Simone, originally from England, joined HSP and AMA team back in 2012. She led HSP Service Learning Teams working as a translator and guide while working supporting marketing and communications for AMA’s social enterprise, Pixan. Simone spent four years in total working with indigenous, marginalized communities in Guatemala. Impressed by HSP’s methodology of development and strong grassroots base, she left Habitat for Humanity Guatemala to join HSP’s mission. Now back in the UK, Simone supports HSP and AMA’s work from afar. Simone currently works to empower local urban communities to access and improve local health service provision. She brings firsthand knowledge of HSP’s work in Guatemala, a great respect and understanding for Mayan culture as well as marketing experience, not forgetting bundles of passion and commitment.

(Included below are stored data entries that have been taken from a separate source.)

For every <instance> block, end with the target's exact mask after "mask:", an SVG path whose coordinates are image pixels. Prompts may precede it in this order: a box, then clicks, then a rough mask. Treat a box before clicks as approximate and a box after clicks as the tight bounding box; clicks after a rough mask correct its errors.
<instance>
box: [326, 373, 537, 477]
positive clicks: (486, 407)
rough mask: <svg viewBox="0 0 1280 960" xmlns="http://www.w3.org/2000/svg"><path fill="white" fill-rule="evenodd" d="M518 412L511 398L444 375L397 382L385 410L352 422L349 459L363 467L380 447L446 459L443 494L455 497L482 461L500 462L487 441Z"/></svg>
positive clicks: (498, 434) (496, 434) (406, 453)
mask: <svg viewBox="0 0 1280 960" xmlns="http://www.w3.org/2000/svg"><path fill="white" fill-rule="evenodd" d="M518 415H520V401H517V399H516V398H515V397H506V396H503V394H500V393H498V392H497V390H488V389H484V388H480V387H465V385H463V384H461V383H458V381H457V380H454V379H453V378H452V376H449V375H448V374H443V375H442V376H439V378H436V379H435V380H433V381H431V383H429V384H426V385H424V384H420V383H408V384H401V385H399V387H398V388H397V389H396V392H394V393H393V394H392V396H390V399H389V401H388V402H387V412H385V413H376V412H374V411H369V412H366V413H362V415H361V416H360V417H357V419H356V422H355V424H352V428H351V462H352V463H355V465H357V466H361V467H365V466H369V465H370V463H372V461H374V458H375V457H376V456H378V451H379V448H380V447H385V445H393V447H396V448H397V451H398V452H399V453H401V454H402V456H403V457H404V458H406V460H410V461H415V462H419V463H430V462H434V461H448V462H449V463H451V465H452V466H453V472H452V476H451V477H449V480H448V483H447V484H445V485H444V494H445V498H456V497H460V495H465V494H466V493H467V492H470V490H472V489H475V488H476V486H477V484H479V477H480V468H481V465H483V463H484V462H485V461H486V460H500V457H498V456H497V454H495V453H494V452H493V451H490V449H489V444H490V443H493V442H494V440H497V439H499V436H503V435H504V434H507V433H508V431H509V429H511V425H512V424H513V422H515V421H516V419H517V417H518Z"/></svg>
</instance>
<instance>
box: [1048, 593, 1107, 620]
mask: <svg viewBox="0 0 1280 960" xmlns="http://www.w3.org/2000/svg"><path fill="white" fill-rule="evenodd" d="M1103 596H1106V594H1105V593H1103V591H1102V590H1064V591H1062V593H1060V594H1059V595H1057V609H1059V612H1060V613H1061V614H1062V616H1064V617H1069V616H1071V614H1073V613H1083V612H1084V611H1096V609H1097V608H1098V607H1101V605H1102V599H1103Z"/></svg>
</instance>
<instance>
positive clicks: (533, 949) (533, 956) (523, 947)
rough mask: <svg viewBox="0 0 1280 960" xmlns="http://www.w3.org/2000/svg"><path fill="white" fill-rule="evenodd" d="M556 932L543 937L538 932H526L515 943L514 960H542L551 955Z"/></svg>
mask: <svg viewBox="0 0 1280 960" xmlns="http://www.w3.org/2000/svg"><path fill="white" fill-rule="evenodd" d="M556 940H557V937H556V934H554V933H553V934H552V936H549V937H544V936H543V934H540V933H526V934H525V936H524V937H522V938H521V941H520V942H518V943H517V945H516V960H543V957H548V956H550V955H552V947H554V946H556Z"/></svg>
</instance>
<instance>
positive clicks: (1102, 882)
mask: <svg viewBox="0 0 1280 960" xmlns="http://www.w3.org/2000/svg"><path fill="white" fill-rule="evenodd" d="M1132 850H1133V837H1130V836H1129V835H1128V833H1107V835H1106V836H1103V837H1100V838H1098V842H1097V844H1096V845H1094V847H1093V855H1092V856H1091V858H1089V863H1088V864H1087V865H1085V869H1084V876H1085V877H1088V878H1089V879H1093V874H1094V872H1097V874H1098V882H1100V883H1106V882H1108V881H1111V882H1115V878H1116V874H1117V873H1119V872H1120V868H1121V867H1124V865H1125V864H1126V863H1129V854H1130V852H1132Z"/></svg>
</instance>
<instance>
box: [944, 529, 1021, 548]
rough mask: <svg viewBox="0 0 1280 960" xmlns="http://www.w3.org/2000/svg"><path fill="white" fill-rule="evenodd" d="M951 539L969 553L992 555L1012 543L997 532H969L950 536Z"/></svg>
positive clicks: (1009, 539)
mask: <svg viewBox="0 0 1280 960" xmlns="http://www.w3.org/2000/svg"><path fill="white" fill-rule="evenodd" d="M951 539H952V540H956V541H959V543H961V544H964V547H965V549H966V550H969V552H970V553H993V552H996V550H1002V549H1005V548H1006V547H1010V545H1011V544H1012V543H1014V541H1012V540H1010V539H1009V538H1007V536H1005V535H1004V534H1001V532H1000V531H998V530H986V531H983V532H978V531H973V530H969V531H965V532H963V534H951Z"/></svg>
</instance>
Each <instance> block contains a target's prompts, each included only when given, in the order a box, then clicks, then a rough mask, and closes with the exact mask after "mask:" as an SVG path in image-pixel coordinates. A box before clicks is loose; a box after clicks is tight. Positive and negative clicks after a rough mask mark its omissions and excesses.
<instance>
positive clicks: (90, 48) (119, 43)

Aruna Anbazhagan first became involved with The Highland Support Project during her years as an undergraduate at Virginia Commonwealth University. Her first trip to Guatemala greatly influenced her career goals and focused her interests in global health care and sustainable medicine in rural areas. Currently she is pursuing a degree in Medicine at VCU School of Medicine. In the future, Aruna hopes to have gained the education, knowledge and resources to bring sustainable models of health care and medicine to rural areas around the world.
Russ is passionate about developing meaningful strategies and enterprises. He is driven by the pursuit of framework changing ideas and systemic solutions to age-old problems.
Russ’ work experience cuts across private, public, and NGO sectors. In that array, Russ focuses on business strategy, innovation, program optimization, and data analytics and visualization. Russ has led and managed projects in the United States and around the globe. Most recently, he has led and supported a series of operations in Central America, Eastern Europe, and Southeast Asia. His current active roles continue his diverse sector interests. At Deloitte, he is the Lead and Founder of the D2international program, Deloitte's social impact fellowship which develops partnerships with international communities. In the non-profit field, Russ serves as a volunteer director for the Global Good Fund, a social enterprise investment group, which he advises around analytics and innovation strategy. Russ also serves on the Board of Directors for the Highland Partners. And lastly, in teaching, Russ is an adjunct lecturer on Design Thinking & Data Visualization at Georgetown University McDonough School of Business.